Auf jeden Fall fällt auf, daß sich unter diesen „Geretteten“ zahlreiche CVer befinden, darunter auch viele, die er von der Carolina bzw. vom Kürnberg her gekannt haben muß, wie z. B. die Priester Pieller und Fried. Trifft auf diese ausschließlich ein Rückversicherungsgrund für die Zeit nach einem verlorenen Krieg zu? Oder schimmerte hier bei ihm noch das „unauslöschliche Merkmal“ des Burscheneides durch? Bis viele Jahre nach dem Krieg wurde in Wiener Verbindungen von einem CVer in der Gestapo erzählt, der geholfen haben soll.
Auch muß es ihm andererseits bewußt gewesen sein, daß er mit solchen Hilfeaktionen ein hohes persönliches Risiko einging. Gerade in seiner Stellung war ihm sicherlich bekannt, was mit solchen Personen im NS-System passiert ist. Das ist ja dann mit seiner Verhaftung Anfang 1945 und seiner Verurteilung zum Tod auch eingetreten. Interessant ist übrigens, daß er bis 1946 – in der Zeit vor der Anklage in Österreich – sogar als Widerstandskämpfer und NS-Opfer gegolten hat. Auch seine Verbindung Kürnberg tappte einige Zeit bezüglich seines Schicksals im Dunklen. Aufgrund der Meldungen über seine Verurteilung zum Tode wurde ins Karteiblatt „1944 hingerichtet“ notiert. Nach Kenntnis seiner Verurteilung wurde fälschlicherweise auf „lebenslänglich verurteilt“ korrigiert.
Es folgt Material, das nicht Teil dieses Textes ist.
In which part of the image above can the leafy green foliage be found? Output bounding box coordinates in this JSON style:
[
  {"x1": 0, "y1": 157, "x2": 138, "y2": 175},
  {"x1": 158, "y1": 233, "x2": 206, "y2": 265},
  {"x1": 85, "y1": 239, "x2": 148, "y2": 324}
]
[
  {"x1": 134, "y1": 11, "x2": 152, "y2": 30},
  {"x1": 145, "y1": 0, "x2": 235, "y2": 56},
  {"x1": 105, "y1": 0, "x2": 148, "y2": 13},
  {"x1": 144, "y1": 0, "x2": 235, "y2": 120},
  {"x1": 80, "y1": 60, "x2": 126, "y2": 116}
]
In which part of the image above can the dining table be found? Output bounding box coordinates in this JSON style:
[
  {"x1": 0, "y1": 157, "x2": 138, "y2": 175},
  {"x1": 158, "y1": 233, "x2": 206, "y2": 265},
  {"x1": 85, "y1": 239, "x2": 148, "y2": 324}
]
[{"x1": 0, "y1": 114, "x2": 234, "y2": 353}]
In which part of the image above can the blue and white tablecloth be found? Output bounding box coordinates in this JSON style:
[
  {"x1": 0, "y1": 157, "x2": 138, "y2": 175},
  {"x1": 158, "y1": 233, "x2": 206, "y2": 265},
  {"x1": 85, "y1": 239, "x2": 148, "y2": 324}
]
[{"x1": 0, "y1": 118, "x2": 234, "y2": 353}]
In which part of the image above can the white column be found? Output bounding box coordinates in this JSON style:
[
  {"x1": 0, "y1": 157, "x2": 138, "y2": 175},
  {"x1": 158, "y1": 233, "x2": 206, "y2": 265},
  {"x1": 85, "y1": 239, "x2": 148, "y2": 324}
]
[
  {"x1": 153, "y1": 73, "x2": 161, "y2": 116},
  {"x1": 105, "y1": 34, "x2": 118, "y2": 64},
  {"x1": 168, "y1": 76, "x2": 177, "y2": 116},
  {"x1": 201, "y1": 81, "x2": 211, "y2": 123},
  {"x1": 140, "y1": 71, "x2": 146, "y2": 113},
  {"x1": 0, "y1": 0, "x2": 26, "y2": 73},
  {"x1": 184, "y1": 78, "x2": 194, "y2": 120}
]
Die Aussagen Jakob Frieds beim Prozeß gegen Ebner lassen aber auch einen anderen Schluß zu, daß nämlich durchaus persönliche Überzeugungsmotive, auch die seines katholischen Glaubens oder schlicht und einfach das schlechte Gewissen, die Triebfeder seines Handelns gewesen sein könnten. Ebner wurde als Kind und Jugendlicher stark katholisch geprägt, insbesondere durch seine Mutter, und war Meßdiener am Dom zu Brixen. Diese Milieuprägung hinterläßt sehr oft eine Irreversibilität, die auch nach zwischenzeitlich anderwärtiger Orientierung („Glaubensabfall“), wieder aufbrechen kann. Das wird oftmals von jenen, die möglicherweise diese Prägung nicht erhalten haben, übersehen. Das Gespräch zwischen Ebner und Fried im September 1944, das von diesem in seiner Autobiographie geschildert wird, kann – wenn man entsprechende Kenntnisse des klerikalen Milieus hat – durchaus als ein solches in einem „forum internum“ gewertet werden. Dafür spricht auch die massive Entlastungsaussage Frieds für Ebner beim Prozeß.
Das Widersprüchliche in der Biographie Ebners ist: Wäre er noch vor Kriegsende 1945 tatsächlich hingerichtet worden, dann hätte ihn die Historiographie möglicherweise als Widerstandskämpfer bzw. Naziopfer gefeiert. Doch davon unbeschadet bleibt das Faktum, daß Ebner einer der Hauptverantwortlichen war, daß Wien „judenrein“ geworden ist – mit all seinen schrecklichen Folgen. Ebner geriet zwischen die Mühlsteine der Tragik des 20. Jahrhunderts. Sein Versuch, sich daraus zu befreien, scheiterte jedoch.
Quellen und Literatur:
Rot-Weiß-Rot-Buch. Darstellungen, Dokumente und Nachweise zur Vorgeschichte und Geschichte der Okkupation Österreich. Nach amtlichen Quellen. Wien 1946, S. 180 (hier wird Ebner in Unkenntnis des Sachverhalts als Nazi-Opfer bezeichnet).Fried, Jakob (Am): Mein Leben in der Nazizeit (= Miscellanea aus dem kirchenhistorischen Institut der katholisch-theologischen Fakultät Wien VII). Wien 1970.
Mang, Thomas: Retter, um sich selbst zu retten. Die Strategie der Rückversicherung. Dr. Karl Ebner, Leiter-Stellvertreter der Staatspolizeileitstelle Wien 1942–1945 . Wien phil. Dipl. Arb. 1998.
Polgar, Michael (Kb): 100 Jahre K. Ö. St. V. Kürnberg 1900–2000. Wien 2000, S. 113.
Mang, Thomas: „Gestapo-Leitstelle Wien – Mein Name ist Huber.“ Wer trug die lokale Verantwortung für den Mord an den Juden Wiens? Münster 2003. (= Schriftenreihe des Dokumentationsarchivs des österreichischen Widerstandes zu Widerstand, NS-Verfolgung und Nachkriegsaspekten Band 1)
Hartmann, Gerhard (Baj): Für Gott und Vaterland. Geschichte und Wirken des CV in Österreich. Kevelaer 2006, S. 468–473.
Mang, Thomas: Die Unperson. Karl Ebner, Judenreferent der Gestapo Wien. Ein Täterbiografie. Bozen 2013.